D’ailleurs, pour le département constructions, nous avons fait appel à trois sociétés qui viennent compléter les effectifs et prêter main forte aux responsables de projets du rectorat : Algoé, Setech et le réseau Scet qui est partenaire de la Sim. Ces trois groupes nationaux viennent renforcer notre ingénierie, notamment sur un métier qui n’existait pas à Mayotte, celui du management de projet et du pilotage d’opérations. C’est un plus pour l’avenir.

FI : Grâce à cette nouvelle organisation, les projets du rectorat avancent. Mais au vu de l’évolution démographique, comment gagnez-vous du temps en attendant les livraisons ? Et surtout, comment vous adaptez-vous compte tenu des projections qui peuvent se révéler caduques le moment venu ?

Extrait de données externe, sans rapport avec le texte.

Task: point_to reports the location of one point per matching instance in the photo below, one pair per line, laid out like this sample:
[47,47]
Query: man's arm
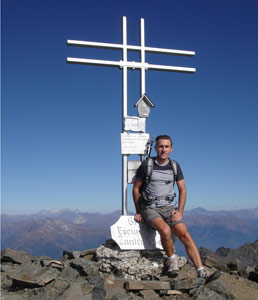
[136,198]
[178,215]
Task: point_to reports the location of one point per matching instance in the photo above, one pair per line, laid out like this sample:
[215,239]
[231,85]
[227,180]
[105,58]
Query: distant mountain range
[51,232]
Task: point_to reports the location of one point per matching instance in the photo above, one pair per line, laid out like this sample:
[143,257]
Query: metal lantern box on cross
[132,142]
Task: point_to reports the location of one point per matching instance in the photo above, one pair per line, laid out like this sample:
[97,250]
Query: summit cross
[125,64]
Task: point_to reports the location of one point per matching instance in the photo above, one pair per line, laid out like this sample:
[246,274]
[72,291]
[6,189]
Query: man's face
[163,149]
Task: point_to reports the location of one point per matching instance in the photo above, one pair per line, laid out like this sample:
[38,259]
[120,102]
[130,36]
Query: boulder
[17,257]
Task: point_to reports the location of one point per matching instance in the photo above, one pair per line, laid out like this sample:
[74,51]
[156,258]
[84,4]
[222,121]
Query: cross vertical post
[124,156]
[125,64]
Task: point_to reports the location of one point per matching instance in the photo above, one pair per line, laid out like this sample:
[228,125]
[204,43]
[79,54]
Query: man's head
[163,148]
[163,137]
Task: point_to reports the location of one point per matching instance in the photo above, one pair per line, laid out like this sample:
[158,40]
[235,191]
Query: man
[154,205]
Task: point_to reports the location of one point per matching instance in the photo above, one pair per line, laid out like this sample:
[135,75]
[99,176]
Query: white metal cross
[125,64]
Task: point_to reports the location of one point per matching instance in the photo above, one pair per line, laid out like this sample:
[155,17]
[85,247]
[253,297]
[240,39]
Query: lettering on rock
[129,234]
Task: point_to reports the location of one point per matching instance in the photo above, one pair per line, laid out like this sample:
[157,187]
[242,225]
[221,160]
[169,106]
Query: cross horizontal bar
[129,64]
[129,47]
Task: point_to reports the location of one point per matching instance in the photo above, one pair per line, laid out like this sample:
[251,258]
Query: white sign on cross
[125,64]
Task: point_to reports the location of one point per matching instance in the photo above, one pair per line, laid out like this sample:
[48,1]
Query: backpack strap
[149,168]
[174,168]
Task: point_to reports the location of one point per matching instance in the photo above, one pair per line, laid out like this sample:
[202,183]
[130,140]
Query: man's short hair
[163,137]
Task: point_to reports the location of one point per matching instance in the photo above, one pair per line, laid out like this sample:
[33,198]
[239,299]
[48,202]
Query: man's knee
[181,231]
[163,228]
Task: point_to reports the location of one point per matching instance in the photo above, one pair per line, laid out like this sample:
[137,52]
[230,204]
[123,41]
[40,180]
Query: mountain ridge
[50,232]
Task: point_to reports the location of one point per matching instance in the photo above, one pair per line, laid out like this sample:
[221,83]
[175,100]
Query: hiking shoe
[208,276]
[172,267]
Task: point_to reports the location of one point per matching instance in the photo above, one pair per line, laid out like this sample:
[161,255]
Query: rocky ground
[111,274]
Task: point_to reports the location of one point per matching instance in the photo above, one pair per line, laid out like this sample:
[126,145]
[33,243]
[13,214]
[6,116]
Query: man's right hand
[139,218]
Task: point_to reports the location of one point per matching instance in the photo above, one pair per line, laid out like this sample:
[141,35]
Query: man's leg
[165,235]
[181,231]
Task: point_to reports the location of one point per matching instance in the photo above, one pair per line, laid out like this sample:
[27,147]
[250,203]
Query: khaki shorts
[164,212]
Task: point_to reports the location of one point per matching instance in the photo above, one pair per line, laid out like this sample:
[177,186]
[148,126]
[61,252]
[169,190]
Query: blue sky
[61,123]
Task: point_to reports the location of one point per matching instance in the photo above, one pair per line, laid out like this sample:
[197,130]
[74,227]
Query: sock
[172,257]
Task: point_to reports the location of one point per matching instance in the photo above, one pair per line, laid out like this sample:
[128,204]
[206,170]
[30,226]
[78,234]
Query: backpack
[150,163]
[149,167]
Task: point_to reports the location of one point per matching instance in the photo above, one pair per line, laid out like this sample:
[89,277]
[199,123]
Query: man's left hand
[176,216]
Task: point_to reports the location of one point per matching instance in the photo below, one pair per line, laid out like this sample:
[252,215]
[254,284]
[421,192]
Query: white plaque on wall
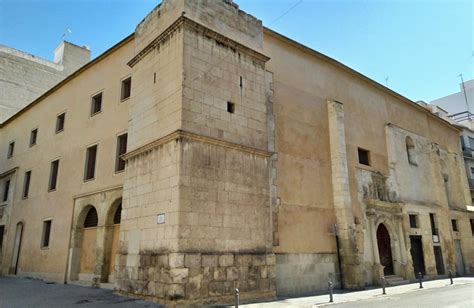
[160,219]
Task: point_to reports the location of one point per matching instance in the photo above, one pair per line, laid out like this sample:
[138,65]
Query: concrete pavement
[462,291]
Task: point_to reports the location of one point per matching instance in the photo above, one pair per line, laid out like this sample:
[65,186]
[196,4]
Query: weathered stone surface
[226,260]
[209,260]
[179,275]
[176,260]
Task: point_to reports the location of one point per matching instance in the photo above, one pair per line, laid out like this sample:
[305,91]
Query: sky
[421,46]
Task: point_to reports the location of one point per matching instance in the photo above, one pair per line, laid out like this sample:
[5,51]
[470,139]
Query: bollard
[330,291]
[237,298]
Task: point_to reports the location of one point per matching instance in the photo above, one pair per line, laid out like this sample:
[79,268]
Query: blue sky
[420,45]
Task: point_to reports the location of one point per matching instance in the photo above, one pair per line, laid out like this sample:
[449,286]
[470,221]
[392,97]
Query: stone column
[350,266]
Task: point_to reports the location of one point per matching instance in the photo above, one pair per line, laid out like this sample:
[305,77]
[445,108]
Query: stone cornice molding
[184,135]
[183,21]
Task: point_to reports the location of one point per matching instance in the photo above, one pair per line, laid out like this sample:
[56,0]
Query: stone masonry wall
[200,277]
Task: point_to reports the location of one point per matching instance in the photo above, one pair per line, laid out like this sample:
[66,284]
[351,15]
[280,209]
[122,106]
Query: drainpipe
[338,257]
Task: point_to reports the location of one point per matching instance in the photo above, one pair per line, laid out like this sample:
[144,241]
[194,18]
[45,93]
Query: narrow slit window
[121,149]
[91,154]
[46,233]
[364,157]
[230,107]
[6,189]
[33,137]
[60,122]
[126,88]
[454,224]
[96,104]
[53,175]
[26,184]
[11,149]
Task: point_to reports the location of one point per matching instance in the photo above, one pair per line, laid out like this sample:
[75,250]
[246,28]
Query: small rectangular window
[126,88]
[230,107]
[121,149]
[413,221]
[2,231]
[26,184]
[11,149]
[364,156]
[60,122]
[33,136]
[96,105]
[454,224]
[91,154]
[6,188]
[53,175]
[46,233]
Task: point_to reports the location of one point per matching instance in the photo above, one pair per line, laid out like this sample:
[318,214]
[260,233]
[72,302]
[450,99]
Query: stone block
[258,260]
[192,260]
[174,291]
[209,260]
[226,260]
[176,260]
[232,273]
[220,274]
[243,260]
[271,259]
[179,275]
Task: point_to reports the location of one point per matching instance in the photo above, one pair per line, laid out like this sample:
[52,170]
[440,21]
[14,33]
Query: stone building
[205,152]
[24,77]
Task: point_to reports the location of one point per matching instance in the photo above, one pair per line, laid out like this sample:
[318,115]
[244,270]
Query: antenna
[65,33]
[464,91]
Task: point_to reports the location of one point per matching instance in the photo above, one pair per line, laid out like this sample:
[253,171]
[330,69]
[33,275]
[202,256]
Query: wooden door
[385,249]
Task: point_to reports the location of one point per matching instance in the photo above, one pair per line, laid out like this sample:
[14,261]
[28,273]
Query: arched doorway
[16,248]
[385,249]
[115,230]
[88,245]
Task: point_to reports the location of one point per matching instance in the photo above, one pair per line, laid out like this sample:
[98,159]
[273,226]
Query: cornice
[180,135]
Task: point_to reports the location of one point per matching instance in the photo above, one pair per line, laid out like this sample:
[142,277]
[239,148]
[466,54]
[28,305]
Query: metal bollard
[330,291]
[237,298]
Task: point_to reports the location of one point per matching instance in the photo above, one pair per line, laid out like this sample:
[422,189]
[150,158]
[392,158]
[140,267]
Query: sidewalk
[344,297]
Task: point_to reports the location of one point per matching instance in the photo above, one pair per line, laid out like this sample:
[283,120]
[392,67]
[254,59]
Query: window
[91,219]
[33,136]
[91,154]
[126,88]
[46,233]
[96,105]
[6,188]
[121,149]
[410,151]
[11,148]
[230,107]
[454,224]
[364,156]
[26,184]
[53,175]
[413,221]
[60,122]
[2,230]
[434,230]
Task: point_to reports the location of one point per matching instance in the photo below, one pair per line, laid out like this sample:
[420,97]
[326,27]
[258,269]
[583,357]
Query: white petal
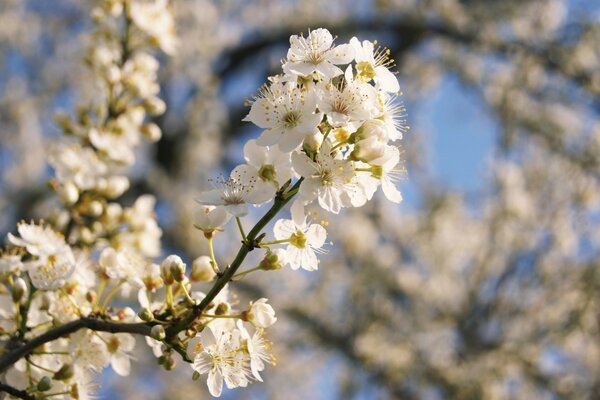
[386,80]
[269,137]
[342,54]
[390,190]
[215,382]
[290,140]
[237,210]
[303,165]
[301,68]
[283,229]
[120,363]
[309,260]
[316,236]
[327,70]
[254,154]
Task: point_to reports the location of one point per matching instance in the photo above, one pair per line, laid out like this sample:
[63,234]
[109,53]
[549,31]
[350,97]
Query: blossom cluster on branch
[330,121]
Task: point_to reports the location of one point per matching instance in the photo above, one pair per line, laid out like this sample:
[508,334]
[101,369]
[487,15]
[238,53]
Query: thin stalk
[241,228]
[242,274]
[213,261]
[111,294]
[275,242]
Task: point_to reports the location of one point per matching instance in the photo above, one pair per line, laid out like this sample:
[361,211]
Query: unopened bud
[154,105]
[69,193]
[202,270]
[64,373]
[19,290]
[178,272]
[158,332]
[169,363]
[95,208]
[44,384]
[169,264]
[274,260]
[91,296]
[116,186]
[151,132]
[191,333]
[313,141]
[222,309]
[146,315]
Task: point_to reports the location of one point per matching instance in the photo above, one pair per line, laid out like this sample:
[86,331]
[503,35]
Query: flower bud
[146,315]
[313,141]
[260,314]
[169,363]
[222,309]
[95,208]
[274,259]
[69,193]
[65,372]
[210,218]
[44,384]
[370,141]
[91,296]
[116,186]
[19,290]
[158,333]
[202,270]
[154,105]
[170,264]
[178,271]
[151,132]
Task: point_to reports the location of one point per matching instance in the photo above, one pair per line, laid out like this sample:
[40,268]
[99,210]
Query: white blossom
[316,54]
[286,112]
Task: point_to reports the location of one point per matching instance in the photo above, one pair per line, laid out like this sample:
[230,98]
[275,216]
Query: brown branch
[21,394]
[98,325]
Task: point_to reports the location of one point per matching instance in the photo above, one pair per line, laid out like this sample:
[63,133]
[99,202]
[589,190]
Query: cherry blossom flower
[220,359]
[233,193]
[305,239]
[260,314]
[267,165]
[373,64]
[329,179]
[210,218]
[53,260]
[257,348]
[349,100]
[286,112]
[316,53]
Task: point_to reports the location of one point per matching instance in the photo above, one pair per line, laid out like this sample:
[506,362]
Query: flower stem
[186,293]
[244,273]
[213,261]
[222,316]
[241,228]
[280,201]
[111,294]
[275,242]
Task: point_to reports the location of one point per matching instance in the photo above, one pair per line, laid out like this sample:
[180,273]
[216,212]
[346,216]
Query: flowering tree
[489,292]
[327,141]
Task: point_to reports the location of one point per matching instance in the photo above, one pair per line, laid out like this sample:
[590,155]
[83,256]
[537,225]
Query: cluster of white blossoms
[327,140]
[329,121]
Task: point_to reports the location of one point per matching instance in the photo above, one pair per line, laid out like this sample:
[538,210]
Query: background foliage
[482,284]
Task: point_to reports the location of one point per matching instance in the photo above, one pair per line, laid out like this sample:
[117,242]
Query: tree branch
[280,201]
[98,325]
[21,394]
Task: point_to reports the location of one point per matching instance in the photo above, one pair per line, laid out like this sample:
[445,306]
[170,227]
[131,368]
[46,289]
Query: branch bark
[94,324]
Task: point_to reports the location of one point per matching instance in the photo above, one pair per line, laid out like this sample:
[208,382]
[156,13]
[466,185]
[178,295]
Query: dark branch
[98,325]
[21,394]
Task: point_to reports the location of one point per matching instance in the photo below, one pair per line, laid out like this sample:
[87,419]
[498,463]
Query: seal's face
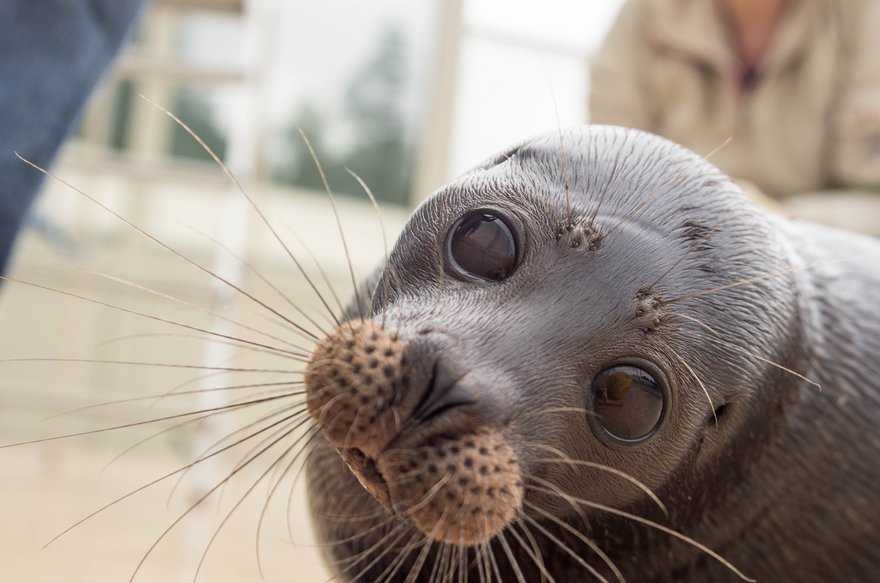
[517,359]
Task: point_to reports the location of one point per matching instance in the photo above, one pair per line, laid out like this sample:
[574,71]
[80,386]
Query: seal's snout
[442,392]
[387,406]
[352,381]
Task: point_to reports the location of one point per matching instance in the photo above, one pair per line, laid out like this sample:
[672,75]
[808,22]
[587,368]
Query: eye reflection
[628,402]
[482,245]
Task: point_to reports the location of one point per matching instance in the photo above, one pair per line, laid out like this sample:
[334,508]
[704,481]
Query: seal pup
[592,357]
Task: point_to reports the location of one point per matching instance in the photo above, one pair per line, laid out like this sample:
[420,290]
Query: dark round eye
[482,245]
[628,402]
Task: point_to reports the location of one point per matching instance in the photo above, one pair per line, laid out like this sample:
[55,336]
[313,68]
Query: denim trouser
[52,53]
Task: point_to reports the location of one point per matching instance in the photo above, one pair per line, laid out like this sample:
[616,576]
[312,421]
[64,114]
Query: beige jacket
[810,124]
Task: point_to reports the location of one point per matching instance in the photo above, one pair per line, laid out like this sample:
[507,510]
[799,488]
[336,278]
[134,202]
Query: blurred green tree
[380,150]
[196,112]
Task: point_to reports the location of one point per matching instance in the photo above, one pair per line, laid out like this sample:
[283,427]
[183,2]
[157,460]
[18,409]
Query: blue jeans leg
[52,54]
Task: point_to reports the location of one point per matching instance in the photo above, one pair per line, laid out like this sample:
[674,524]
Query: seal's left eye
[483,246]
[628,401]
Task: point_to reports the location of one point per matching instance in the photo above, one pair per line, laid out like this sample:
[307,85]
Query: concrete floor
[44,488]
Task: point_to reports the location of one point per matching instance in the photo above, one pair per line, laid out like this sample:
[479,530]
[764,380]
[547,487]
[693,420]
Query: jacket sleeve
[855,139]
[618,83]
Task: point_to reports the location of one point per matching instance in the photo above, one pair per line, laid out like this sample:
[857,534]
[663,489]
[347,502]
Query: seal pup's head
[559,337]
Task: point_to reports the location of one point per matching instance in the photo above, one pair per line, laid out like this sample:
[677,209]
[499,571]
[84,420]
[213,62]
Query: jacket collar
[698,30]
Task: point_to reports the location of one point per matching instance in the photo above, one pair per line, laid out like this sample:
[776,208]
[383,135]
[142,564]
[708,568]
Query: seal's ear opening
[628,402]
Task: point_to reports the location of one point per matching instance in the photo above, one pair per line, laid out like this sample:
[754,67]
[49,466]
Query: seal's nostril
[443,391]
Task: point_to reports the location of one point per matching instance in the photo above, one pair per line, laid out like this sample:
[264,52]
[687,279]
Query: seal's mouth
[368,474]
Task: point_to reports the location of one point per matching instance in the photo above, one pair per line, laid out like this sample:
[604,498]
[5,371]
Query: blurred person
[52,54]
[794,83]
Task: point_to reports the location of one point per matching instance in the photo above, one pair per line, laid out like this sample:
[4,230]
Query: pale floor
[44,488]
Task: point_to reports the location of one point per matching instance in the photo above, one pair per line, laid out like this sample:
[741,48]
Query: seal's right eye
[482,245]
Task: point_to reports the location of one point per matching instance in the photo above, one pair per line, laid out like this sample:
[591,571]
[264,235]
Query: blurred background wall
[406,94]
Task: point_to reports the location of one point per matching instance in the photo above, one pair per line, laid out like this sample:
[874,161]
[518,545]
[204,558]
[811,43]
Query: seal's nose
[444,390]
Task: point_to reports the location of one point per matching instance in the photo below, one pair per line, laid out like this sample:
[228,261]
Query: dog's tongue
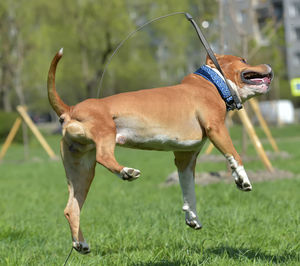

B. T. : C’est vraiment notre combat, si j’ose dire. Accompagner la démographie de sorte que les conditions d’enseignement restent correctes. Sur les prévisions, toutefois, il est rare qu’elles soient totalement fausses. Mais il est vrai qu’un établissement prend environ cinq ans à sortir de terre. Difficile de faire plus court ! Avec des projections sur les évolutions d’effectifs à un ou deux ans, nous arrivons à anticiper grâce à une stratégie toute simple, qui consiste à créer des extensions. Nous avons mis en place un système sur la base de préfabriqués de type Algeco. Il s’agit d’une salle que l’on peut reproduire assez facilement. Vous pouvez en voir au lycée Bamana, ou encore à Iloni devant le stade. Ces salles sont assez qualitatives, avec une bonne température, une bonne acoustique, de quoi répondre aux exigences pédagogiques. J’ai justement fait un bilan : depuis 2019, nous avons livré 111 salles préfabriquées dans les lycées et 79 dans les collèges.

FI : Pour conclure sur votre bilan, après six années à la tête de ce service, quelle est votre plus grande fierté ?

B. T. : Le lycée du bâtiment ! Nous avons réussi à cristalliser dans un projet toutes les préoccupations précédemment évoquées : le développement durable, la frugalité, la co-construction… Par exemple, l’association des élèves du lycée de Dzoumogné dans les filières du bâtiment a participé activement à la conception de ce lycée. Ils ont aussi participé à la mise en place du faré qui sert de démonstrateur pour ce projet. Il est lui-même construit à partir de matériaux de récupération, issus de la mairie de Sada. Avec ce projet – et je tiens d’ailleurs à rendre hommage au travail précieux de l’agence d’architectes Encore heureux – nous avons posé ensemble les bases de ce que sera la construction de Mayotte demain.

FI : Déçu de ne pas pouvoir le voir en vrai ?

B. T. : C’est rare de voir un projet de A à Z ! J’ai la chance de pouvoir quitter mon poste l’esprit serein, en laissant derrière moi une équipe motivée et compétente, qui continuera sur cette lancée.